Speaking of music, a funny thing happened during the service (well, funny to me). Keep in mind, the theme of the service was “Quiet”, as in “Let’s all share a quiet moment and appreciate the true meaning of the season.” There were signs posted around the vestibule saying “Hush, Quiet, It’s Advent.” We all entered the nave in silence, and the lights were dimmed to enhance the ambience. A line from one of the readings entreated God to help us to harness technology and not to be a slave to it. At the precise moment that this line was read, a cell phone, evidently programmed to high volume, rang out “I Can’t Fight this Feeling Anymore” by REO Speedwagon. The phone belonged to an acquaintance sitting directly behind me, who couldn’t find the phone in her purse, dropped it on the stone floor when she finally dug it out, and muttered “Oh my God” several times before she found the off button. The woman who owned the phone is not a close friend, but I know her well enough to suspect that she will continue to regularly replay this moment in her head for some time to come, and it will take her even longer to see the humor in it. I learned from another friend sitting next to her that a kindly older woman sitting directly behind her leaned over, put her hand on her shoulder, and whispered, “It’s OK. Let it drift away.”

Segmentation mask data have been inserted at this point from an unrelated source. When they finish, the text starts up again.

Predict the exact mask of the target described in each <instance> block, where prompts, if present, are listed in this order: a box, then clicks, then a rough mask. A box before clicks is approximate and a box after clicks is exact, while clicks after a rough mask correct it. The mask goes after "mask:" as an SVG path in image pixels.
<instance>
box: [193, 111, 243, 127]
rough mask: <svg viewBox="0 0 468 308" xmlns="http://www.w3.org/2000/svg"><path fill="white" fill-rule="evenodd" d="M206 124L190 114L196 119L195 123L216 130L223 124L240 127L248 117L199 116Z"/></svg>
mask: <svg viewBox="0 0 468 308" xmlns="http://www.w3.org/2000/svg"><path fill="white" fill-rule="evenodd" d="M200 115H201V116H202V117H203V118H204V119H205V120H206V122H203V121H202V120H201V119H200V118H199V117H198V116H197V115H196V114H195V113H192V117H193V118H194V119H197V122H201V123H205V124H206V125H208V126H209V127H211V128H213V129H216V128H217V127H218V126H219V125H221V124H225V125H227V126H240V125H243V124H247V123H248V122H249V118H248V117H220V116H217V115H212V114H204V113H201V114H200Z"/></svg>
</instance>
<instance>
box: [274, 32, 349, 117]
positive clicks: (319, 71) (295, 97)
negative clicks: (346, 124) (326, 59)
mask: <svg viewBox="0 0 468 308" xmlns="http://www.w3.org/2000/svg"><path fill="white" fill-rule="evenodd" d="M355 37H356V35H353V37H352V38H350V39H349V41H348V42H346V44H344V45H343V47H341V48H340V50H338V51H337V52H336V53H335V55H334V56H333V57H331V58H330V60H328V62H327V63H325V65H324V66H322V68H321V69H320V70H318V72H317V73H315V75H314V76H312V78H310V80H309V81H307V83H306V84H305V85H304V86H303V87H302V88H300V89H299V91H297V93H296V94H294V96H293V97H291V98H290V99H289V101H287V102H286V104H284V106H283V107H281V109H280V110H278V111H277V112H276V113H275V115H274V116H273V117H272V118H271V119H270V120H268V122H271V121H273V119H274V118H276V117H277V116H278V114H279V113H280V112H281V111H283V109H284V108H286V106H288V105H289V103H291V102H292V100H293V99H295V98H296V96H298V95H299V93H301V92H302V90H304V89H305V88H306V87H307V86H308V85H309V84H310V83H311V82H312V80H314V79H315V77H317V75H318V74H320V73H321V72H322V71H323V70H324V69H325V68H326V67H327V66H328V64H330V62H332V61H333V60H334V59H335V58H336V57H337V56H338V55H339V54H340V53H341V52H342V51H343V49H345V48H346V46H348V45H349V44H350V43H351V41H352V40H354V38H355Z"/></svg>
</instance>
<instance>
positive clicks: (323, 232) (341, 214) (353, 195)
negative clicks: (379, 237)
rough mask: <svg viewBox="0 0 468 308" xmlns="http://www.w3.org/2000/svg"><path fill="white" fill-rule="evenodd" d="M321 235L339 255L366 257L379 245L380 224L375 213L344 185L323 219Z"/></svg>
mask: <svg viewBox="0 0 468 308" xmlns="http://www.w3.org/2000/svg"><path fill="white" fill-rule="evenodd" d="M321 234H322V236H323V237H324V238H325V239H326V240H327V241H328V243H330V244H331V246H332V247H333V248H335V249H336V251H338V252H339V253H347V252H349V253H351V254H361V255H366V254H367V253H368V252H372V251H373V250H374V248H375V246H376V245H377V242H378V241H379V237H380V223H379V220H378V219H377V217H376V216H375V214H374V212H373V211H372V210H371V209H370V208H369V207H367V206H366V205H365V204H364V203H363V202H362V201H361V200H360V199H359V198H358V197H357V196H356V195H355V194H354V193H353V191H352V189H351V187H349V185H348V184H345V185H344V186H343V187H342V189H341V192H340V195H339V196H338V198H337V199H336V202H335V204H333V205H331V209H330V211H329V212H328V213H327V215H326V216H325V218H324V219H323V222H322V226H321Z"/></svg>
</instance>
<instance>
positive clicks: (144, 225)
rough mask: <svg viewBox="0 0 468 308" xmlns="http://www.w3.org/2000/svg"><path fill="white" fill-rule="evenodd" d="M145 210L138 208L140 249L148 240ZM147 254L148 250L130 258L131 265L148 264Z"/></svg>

It’s probably no accident that Christmas comes during the darkest week of the year (at least in our hemisphere), and has a traditional association with snow. The snow makes everything quiet and still, and it also serves as a blank backdrop, like a Hollywood green screen, onto which we project all of the noisy complications in our lives. Or, perhaps, like that wonderful final line of James Joyce’s “The Dead”, the snow reminds us of how close we are to the “descent of (our) last end”. Maybe we need to embrace the anxious moments inherent in the season, which are inherent in our human experience, to fully perceive the transcendent joy of Christmas.